Contemporary art gallery in Chicago, U.S.

Chicago Project Room (CPR) was a contemporary art gallery founded in 1996 by Michael Hall (at 2136 W. Chicago Avenue) in Chicago.

==History==
From 1996 to 1998, Michael Hall organized solo exhibitions with emerging Chicago-based artists, such as Carol Jackson, Helen Mirra, Mindy Rose Schwartz, Jane Benson, Nick Frank and others, developing an open space for emerging artists to produce solo exhibitions.

Daniel Hug joined the gallery in 1998 and the gallery relocated to a loft in Wicker Park (1464 N. Milwaukee Ave.), during this period CPR focused on promoting a smaller group of local artists and collaborating more with international artists who had yet to exhibit in Chicago. CPR also participated in international art fairs LISTE, Basel (1999 and 2000) and Artforum Berlin among others. In summer 2000, the gallery moved to Los Angeles where it was located at 6130 Wilshire Boulevard, until its premature closure in 2002. The gallery organized many group and solo exhibitions and presented many positions for the first time in L.A., including Martin Boyce, Olaf Breuning, Torbjorn Rodland.

Michael Hall opened his eponymous gallery in Vienna from 2003 to 2007 and is now working as an Independent Curator (Vienna / Chicago). Daniel Hug later reopened in his eponymous gallery in Chinatown (L.A.) from 2003 to 2008 and has been the artistic director of Art Cologne, from 2008 to present.

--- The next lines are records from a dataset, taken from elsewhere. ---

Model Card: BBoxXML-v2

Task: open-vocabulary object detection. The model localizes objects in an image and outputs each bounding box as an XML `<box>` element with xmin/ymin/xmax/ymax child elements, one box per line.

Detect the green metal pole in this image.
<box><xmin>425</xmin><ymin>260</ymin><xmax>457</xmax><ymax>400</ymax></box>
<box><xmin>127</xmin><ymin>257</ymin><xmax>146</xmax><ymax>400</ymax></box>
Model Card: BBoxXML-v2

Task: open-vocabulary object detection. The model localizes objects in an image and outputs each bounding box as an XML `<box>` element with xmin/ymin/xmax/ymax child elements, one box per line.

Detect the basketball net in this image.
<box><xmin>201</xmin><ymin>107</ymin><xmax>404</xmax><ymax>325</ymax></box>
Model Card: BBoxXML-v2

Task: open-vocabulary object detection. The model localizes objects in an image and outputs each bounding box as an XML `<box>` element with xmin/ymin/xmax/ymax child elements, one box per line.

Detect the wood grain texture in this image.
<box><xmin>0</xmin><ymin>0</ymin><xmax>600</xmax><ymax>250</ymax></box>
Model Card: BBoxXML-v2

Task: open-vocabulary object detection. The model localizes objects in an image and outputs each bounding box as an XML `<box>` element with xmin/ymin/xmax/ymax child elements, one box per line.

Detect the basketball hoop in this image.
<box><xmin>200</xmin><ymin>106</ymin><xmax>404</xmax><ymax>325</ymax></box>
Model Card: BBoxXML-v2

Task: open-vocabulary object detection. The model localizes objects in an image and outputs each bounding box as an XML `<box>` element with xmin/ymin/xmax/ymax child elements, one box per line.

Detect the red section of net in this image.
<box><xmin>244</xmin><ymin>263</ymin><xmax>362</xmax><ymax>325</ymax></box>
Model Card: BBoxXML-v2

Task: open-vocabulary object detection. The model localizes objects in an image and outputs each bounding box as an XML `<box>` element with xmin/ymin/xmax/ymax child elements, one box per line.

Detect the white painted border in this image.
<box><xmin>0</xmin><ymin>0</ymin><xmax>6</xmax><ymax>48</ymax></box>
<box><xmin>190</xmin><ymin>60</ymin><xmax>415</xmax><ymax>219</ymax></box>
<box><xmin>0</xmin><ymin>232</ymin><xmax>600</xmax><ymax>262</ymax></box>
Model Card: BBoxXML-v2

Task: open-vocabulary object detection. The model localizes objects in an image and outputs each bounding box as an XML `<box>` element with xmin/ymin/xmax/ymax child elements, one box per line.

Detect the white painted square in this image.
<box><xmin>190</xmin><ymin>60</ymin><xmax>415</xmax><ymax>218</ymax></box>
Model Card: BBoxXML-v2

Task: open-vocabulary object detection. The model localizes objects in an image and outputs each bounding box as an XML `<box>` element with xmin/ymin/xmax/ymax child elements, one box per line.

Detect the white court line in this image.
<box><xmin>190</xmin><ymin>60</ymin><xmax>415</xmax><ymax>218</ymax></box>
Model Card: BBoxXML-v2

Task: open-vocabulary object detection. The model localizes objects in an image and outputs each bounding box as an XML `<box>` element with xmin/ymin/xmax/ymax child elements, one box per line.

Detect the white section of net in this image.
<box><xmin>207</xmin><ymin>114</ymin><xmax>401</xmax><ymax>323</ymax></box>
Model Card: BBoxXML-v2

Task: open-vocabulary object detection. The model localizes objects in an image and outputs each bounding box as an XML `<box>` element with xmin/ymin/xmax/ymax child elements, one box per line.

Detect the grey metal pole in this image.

==Selected exhibited artists==
The following artists exhibited at the gallery:

- Candice Breitz
- Gaylen Gerber
- Carol Jackson
- Wendy Jacob
- Alice Könitz
- Helen Mirra
- Muntean and Rosenblum
- Henrik Plenge Jacobsen
- Jennifer Reeder
- Gerwald Rockenschaub
- Mindy Schwartz
- Thaddeus Strode
- Margaret Welsh

==Art fairs==
Chicago Project Room participated in numerous art fairs including Art Chicago, Artforum Berlin, LISTE Basel and co-organized International Invitational (2001) at Art Chicago featuring upcoming galleries such as Asprey Jacques (London), Francesca Kaufmann (Milan), Gio Marconi (Milan), Meyer Riegger (Karlsruhe), Modern Art (London), Galleria Franco Noero (Turin), The Project (New York), Nils Staerk (Copenhagen) and The Modern Institute (Glasgow).